I like it. For the top 10, will we be voting out two at a time, or going down to single elimination?

I’m inclined to thereafter go with one vote each and single elimination, now that we’re down to the Really Big Names.

Doesn’t sound like a bad idea. I’ll note that right now we have a three-way tie for #2; do you want to institute some kind of tie-breaker? The first that comes to mind for me is to disqualify the first person to reach their current vote total (by this rule, Madison would go out ahead of the Wrights and Douglass at the moment); alternately, we could do a one-day run-off (one vote per customer); you could always exercise the OP’s prerogative and break the tie this one time by yourself.

Hmmm. Power-hungry despot that I am, I think I’ll exercise my OP prerogative if there’s a tie.

John Marshall
James Madison
Frederick Douglass

Thomas Edison
Orville and Wilbur Wright
Benjamin Franklin

Morning update:

John Marshall 8
James Madison 7
Orville and Wilbur Wright 7
Frederick Douglass 7

Thomas Edison 4
Susan B. Anthony 4

Martin Luther King, Jr. 2

Benjamin Franklin
Franklin D. Roosevelt
Theodore Roosevelt

Just Washington and Lincoln with 0 votes.

I’d like to put in a quick word for Frederick Douglass:

The man started life as a slave; taught himself to read despite being legally forbidden and was teaching his fellow slaves when he was a teenager; in addition to being an abolitionist, he was also an early supporter of women’s suffrage and a delegate to the Seneca Falls conference. He rose from slavery to become a man with the ear of Presidents, or at least who Presidents felt the need to be seen consulting.

Honestly, if it comes down to Douglass versus ML King, I’ll vote to keep Douglass.

I’m a Douglass fan too. He was influential at the critical time, too; before, during, and after the Civil War. He contributed to the way freedom came to the slaves when it did come. He also gave the first sober reassessment of Lincoln’s relationship to slavery and the enslaved, eleven years after the assassination: Oration in Memory of Abraham Lincoln.

In a probably doomed attempt to keep him in this round, I will vote like so:

Thomas Edison – doesn’t belong in this company
Susan B. Anthony – Arg, somebody’s got to go, sorry Susie
Theodore Roosevelt – a great character, and it’s hard to say he shouldn’t be here, but if anyone is manly enough to withstand being voted out, it’s Teddy. He’ll probably form his own Bull Moose game and try to get voted back in.

This.

Douglass is also from the classic American paradigm of growing and learning, as opposed to clinging to dogma. To wit, his first autobiography (1845) is essentially propaganda–a horror story of slavery. By his second autobiography of 1855 (which is unfortunately neglected today in favor of its more sensational precursor), his views had become much more nuanced and honest. His work was a critique of the *institution *of slavery, not a demonizing tale of slaveowners. In this, he was much more credible than most white abolitionists, and served as a bridge between that camp and the more moderate anti-slavery thinkers like Lincoln. In essence, he got them to see past the fire of people like John Brown and William Lloyd Garrison, enunciating the thesis that freedom was more than an abstract moral ideal–it was a practical necessity.

Final tally:

John Marshall 8
James Madison 7
Orville and Wilbur Wright 7
Frederick Douglass 7

Thomas Edison 5
Susan B. Anthony 5

Martin Luther King, Jr. 2
Theodore Roosevelt 2

Benjamin Franklin
Franklin D. Roosevelt

Just Washington and Lincoln with 0 votes.

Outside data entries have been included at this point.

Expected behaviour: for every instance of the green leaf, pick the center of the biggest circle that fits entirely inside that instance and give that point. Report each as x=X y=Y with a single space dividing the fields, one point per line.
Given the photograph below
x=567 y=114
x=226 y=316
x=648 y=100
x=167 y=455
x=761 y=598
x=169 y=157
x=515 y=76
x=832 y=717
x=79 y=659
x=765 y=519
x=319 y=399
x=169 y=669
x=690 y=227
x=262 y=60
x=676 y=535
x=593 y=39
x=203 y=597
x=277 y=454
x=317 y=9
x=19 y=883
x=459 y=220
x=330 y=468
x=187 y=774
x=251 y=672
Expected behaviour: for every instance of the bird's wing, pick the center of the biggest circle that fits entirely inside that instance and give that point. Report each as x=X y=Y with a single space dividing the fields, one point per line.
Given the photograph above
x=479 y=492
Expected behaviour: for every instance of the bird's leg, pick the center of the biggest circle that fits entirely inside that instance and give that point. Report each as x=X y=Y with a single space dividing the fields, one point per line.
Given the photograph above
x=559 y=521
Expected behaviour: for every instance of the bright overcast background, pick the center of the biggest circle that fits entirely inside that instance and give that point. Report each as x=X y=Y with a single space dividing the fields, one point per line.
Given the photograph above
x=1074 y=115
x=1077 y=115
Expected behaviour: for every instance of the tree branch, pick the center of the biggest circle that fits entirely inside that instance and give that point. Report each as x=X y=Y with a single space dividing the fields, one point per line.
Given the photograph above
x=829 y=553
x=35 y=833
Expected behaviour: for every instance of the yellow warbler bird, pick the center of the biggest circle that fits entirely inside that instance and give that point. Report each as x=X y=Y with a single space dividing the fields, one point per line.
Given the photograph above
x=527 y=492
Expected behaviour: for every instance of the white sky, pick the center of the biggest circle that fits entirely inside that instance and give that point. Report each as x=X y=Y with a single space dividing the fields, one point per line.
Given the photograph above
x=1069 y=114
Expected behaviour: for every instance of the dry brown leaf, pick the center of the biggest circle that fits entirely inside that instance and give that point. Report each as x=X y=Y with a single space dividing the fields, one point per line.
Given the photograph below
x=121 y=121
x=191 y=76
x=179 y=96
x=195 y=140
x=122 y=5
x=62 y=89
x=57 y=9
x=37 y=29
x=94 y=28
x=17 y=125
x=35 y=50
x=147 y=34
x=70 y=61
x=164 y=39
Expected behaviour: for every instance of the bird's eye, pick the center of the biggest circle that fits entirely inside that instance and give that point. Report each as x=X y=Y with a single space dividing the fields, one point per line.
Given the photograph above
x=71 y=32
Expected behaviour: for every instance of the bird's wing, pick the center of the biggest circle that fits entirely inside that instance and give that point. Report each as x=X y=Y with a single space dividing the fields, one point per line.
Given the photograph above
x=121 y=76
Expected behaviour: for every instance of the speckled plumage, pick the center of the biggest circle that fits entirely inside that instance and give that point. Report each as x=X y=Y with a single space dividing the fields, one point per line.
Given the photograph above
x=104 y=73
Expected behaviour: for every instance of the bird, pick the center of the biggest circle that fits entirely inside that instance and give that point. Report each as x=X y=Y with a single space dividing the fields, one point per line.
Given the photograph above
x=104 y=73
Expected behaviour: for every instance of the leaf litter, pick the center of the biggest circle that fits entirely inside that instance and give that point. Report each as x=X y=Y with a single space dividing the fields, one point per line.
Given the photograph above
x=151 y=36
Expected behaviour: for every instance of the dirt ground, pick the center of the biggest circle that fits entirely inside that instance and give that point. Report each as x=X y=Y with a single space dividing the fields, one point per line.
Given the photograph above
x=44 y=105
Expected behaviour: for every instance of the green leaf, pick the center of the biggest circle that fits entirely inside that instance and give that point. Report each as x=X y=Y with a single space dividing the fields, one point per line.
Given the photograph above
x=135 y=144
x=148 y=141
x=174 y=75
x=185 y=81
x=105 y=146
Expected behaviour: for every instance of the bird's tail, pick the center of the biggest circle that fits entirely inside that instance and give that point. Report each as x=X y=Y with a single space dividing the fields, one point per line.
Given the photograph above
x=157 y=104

So we have a tie and now await the OP’s tie-breaker; he initially voted for both Madison and Douglass.

Hmm. This is actually easier than I thought.

John Marshall is out, as he got the most votes (much as I personally would like to save him). Among the three-way tie for second, Orville and Wilbur Wright gave us powered and controlled flight, an amazing innovation that had long been thought impossible, and which has since utterly changed human society. I agree with the praise of Frederick Douglass and will not repeat it here. So… it’s gotta be James Madison, whose disastrous Presidency could easily have lost us our hard-won independence. Despite his earlier importance as a Framer and in drafting the Bill of Rights, he’s gone.

Therefore, behold the SDMB Top Ten Greatest Americans, almost all of whom IMHO deserve to be in that exclusive club:

Susan B. Anthony: Suffrage activist
Frederick Douglass: Abolitionist, orator
Thomas Edison: Inventor, workaholic
Benjamin Franklin: Scientist, statesman, inventor
Martin Luther King Jr.: Preacher, orator, humanitarian
Abraham Lincoln: President, emancipator, writer
Franklin D. Roosevelt: President, reformer, statesman
Theodore Roosevelt: President, conservationist, statesman
George Washington: President, general, statesman
Orville and Wilbur Wright: Aviation pioneers, inventors

We will now to go one vote each, with one person eliminated each round. The current round will end at noon EST on Fri. March 12.

George Washington.

Great, yes, but I have always felt that his status as first president makes him seem even greater than he actually was. Also I am in the mood to make things a little more interesting.

I’m of two minds: on the one hand, I wish we had more scientists, inventors, and maybe even a writer or two in our final ten, and fewer politicians and activists. On the other hand, given the group we have, I still find one (two, actually) of the inventors to have the weakest case for carrying on.

So:

Orville and Wilbur Wright, mainly because they suffer in the comparison with Thomas Edison.